En realidad, todo lo que rodea a la conocida como reforma de Bolonia sufre equívocos y distorsiones. Hasta su propio título es matizable. Aunque existió en efecto un precedente en la ciudad de Bolonia en 1988, cuando un conjunto de rectores firmaron una declaración de intenciones reconociendo la importancia de la cooperación entre las universidades europeas y su centralidad en su papel a jugar en la sociedad actual, el denominado «Proceso de Bolonia» tuvo su origen efectivo en París. Fue con la Declaración de la Sorbona, firmada en 1998, por rectores de Francia, Alemania, Italia y Reino Unido, cuando se establecieron las bases de un marco común de armonización de sus sistemas de educación universitaria. Y fue, con posterioridad, en 1999, cuando tuvo ya respaldo político en la Declaración de Bolonia, firmada por 29 ministros de Educación de Europa, que, eso sí, desencadenó una dinámica muy importante de aproximación de la educación superior europea.

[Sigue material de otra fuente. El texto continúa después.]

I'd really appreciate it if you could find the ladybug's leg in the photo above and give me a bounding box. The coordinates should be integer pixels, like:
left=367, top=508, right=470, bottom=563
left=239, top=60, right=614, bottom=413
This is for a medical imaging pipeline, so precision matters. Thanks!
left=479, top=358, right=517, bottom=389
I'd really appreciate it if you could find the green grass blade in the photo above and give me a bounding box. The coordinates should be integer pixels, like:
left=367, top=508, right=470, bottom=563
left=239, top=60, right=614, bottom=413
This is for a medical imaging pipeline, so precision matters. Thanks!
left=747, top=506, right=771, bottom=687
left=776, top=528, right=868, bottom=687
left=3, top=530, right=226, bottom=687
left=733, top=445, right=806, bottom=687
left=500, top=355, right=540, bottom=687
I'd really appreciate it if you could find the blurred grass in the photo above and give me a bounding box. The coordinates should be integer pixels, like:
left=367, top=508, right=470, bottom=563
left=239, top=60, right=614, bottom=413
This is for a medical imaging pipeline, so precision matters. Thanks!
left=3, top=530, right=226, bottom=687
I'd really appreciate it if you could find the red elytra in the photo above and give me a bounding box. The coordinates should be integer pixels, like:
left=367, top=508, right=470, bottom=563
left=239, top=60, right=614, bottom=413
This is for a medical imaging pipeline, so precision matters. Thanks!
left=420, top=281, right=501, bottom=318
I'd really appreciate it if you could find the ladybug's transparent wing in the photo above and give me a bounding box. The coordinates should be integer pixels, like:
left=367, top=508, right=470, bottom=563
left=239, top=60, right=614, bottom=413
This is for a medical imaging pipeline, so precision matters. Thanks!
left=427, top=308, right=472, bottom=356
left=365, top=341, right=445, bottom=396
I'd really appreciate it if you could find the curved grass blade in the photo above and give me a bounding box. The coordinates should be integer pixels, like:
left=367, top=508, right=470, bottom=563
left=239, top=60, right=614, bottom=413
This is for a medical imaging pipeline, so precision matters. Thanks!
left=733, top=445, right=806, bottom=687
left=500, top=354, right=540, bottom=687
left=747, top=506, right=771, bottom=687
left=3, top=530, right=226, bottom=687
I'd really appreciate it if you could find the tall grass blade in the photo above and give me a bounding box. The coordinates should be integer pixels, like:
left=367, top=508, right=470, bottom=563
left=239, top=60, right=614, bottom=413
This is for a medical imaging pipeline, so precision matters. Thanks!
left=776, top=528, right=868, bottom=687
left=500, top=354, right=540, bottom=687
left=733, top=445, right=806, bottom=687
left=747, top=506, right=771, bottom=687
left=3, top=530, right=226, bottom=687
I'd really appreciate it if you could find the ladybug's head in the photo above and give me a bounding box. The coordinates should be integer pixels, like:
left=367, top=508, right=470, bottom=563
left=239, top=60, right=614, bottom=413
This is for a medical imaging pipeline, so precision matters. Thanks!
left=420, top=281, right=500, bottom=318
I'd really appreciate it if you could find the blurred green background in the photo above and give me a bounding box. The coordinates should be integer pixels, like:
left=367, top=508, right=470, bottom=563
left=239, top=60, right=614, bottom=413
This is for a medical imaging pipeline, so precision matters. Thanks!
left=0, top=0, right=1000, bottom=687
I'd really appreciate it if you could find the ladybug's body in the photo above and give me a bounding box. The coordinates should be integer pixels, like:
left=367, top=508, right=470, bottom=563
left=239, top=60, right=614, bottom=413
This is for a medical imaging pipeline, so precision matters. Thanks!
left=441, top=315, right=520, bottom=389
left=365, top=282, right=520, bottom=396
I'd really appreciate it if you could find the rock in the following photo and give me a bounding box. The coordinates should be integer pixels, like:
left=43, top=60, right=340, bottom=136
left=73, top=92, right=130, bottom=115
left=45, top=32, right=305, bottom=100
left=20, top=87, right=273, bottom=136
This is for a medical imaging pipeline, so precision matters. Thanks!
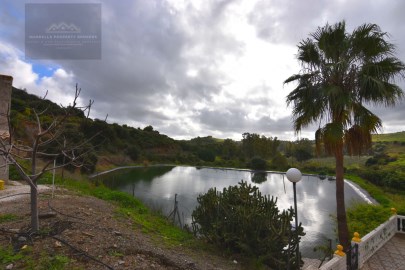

La declaración establecía un plazo de implantación del Espacio Europeo de Enseñanza Superior (EEES) de diez años, con fases bianuales de realización que finalizarían con una conferencia ministerial en las que se revisaría lo conseguido y se establecerían las directrices para el futuro. Durante la Conferencia Aniversario de Budapest-Viena de 2010 se celebró una década del Proceso de Bolonia del lanzamiento oficial del EEES, lo que significaba que la realización de un marco común europeo para la educación superior se había llevado a cabo. Sin embargo, la existencia del EEES en sí mismo no significaba un logro de todos los objetivos acordados por los ministros, especialmente a la luz de las reacciones muy diferentes a su implantación en los países firmantes.

Desde hace más de una década muchos países habían emprendido reformas de sus sistemas educativos, intentando reducir la duración de los estudios y los programas, para evitar las altas tasas de abandono y la falta de atractivo para los estudiantes extranjeros. Estos problemas, comunes a la mayoría de los países, desembocaron en el acuerdo intergubernamental celebrado en Bolonia en 1999, que se proponía seis objetivos fundamentales:

• Un sistema de grados académicos fácilmente comprensibles y comparables.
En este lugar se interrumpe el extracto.